The Extended Life Program is tailored specifically to customer applications and business needs, and may include:
- refurbishment and recalibration
- preventative maintenance
- retrofit upgrades
- software updates and extensions
- energy-efficiency improvements
- electrification upgrades
- solvent extraction retrofits
- relocation and ink-changeover support.
Depending on the application and installed configuration, the program enables GSE dispensing and software systems to evolve alongside changing production requirements, including transitions between ink types, energy sources, workflow upgrades and new sustainability objectives.

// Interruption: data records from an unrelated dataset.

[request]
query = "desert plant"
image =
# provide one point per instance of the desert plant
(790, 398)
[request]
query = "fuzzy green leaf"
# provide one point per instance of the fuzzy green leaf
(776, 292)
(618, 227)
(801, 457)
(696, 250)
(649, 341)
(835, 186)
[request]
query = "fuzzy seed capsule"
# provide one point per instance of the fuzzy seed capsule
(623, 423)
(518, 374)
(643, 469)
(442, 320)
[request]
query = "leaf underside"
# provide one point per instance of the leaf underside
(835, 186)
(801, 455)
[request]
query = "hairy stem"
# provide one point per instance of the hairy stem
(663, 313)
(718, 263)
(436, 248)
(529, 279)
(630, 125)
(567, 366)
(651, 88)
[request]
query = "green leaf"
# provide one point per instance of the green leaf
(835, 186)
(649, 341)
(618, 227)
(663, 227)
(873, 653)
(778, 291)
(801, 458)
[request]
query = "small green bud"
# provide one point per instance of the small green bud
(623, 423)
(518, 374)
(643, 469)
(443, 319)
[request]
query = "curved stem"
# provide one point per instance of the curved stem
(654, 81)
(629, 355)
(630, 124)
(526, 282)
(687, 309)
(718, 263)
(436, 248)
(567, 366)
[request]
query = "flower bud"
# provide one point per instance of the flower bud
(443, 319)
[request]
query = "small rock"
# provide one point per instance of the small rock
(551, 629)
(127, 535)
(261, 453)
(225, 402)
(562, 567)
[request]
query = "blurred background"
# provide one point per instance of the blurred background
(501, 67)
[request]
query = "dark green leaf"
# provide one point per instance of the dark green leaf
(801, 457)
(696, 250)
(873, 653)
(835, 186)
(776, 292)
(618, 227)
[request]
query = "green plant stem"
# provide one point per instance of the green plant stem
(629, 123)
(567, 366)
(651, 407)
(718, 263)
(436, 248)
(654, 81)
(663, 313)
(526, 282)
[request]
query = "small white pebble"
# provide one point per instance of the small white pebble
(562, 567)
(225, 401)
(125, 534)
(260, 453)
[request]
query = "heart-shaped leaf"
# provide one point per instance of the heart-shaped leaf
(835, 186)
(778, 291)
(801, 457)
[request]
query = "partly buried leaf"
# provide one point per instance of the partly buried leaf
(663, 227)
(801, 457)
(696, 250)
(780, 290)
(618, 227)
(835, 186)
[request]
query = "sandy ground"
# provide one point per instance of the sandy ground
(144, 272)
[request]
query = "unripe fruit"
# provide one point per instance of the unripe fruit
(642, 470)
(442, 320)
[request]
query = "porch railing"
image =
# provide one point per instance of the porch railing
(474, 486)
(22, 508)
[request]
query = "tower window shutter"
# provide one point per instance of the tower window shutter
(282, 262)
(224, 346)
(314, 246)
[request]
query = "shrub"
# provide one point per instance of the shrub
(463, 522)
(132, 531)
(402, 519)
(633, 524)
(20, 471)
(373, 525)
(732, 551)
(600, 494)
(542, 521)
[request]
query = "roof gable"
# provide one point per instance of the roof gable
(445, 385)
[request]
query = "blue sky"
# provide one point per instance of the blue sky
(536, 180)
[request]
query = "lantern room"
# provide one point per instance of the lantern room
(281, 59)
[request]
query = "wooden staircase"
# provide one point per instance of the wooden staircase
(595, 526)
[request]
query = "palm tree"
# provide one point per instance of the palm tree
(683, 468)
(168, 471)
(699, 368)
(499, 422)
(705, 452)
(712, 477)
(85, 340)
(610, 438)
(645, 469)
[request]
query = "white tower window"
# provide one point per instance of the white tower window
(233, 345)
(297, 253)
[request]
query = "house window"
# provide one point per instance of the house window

An example of a part of the Windows 11 Upgrade
Modular engineering philosophy supports circularity
The launch builds on GSE’s long-standing modular engineering philosophy, which enables its Colorsat dispensing systems to be upgraded and adapted throughout their operational life rather than fully replaced. This approach also applies to the company’s Ink manager suite of optional software programmes for applications such as inventory control, traceability and reporting that may be retrospectively added. The company estimates that more than 300 GSE dispensing systems worldwide have remained in operation for over 20 years.
“Innovation is not only about developing new equipment,” says Hummelen. “It is also about continuously improving installed systems so they remain efficient, reliable and fit for the future. With modular design principles, many components can continue performing for decades while controls, software and selected parts can be upgraded as requirements evolve.”
GSE says the program also supports customers seeking to reduce the environmental impact associated with manufacturing and replacing industrial equipment. By extending useful equipment lifetime, the embodied environmental impact of manufacturing can be distributed over many more years of productive use, while reducing demand for new materials and components.
The initiative forms part of GSE’s broader focus on circularity and sustainable manufacturing, which the company has increasingly explored through in remanufacturing initiatives in the Netherlands.
As part of the wider Extended life approach, GSE is also developing its “Next Life Program” for selected dispensing systems. The initiative involves professionally refurbishing and reintroducing suitable systems to the market following full restoration, testing and performance validation.

A refurbished GSE Colorsat Compact
According to GSE, refurbishment can provide a commercially attractive alternative to new equipment investment while significantly reducing material usage and manufacturing impact.
Extended life programs are intended not only to support sustainability goals, but also to reduce operational risk for converters facing increasing uncertainty around raw materials, electronics availability and industrial supply chains.
“More companies are recognising that sustainability and operational resilience go hand in hand,” Hummelen says. “This underscores the importance of a long-term approach to investing in ink logistics: extending the life of high-quality industrial equipment is often the smartest route environmentally, operationally and economically.”
GSE’s Extended Life Program will be highlighted during the Day of Remanufacturing – an event organised by the Dutch government to encourage circularity in manufacturing. At the event, to be held in Naarden, The Netherlands, on 18 June, the company will discuss lifecycle optimisation and circular approaches to ink logistics equipment.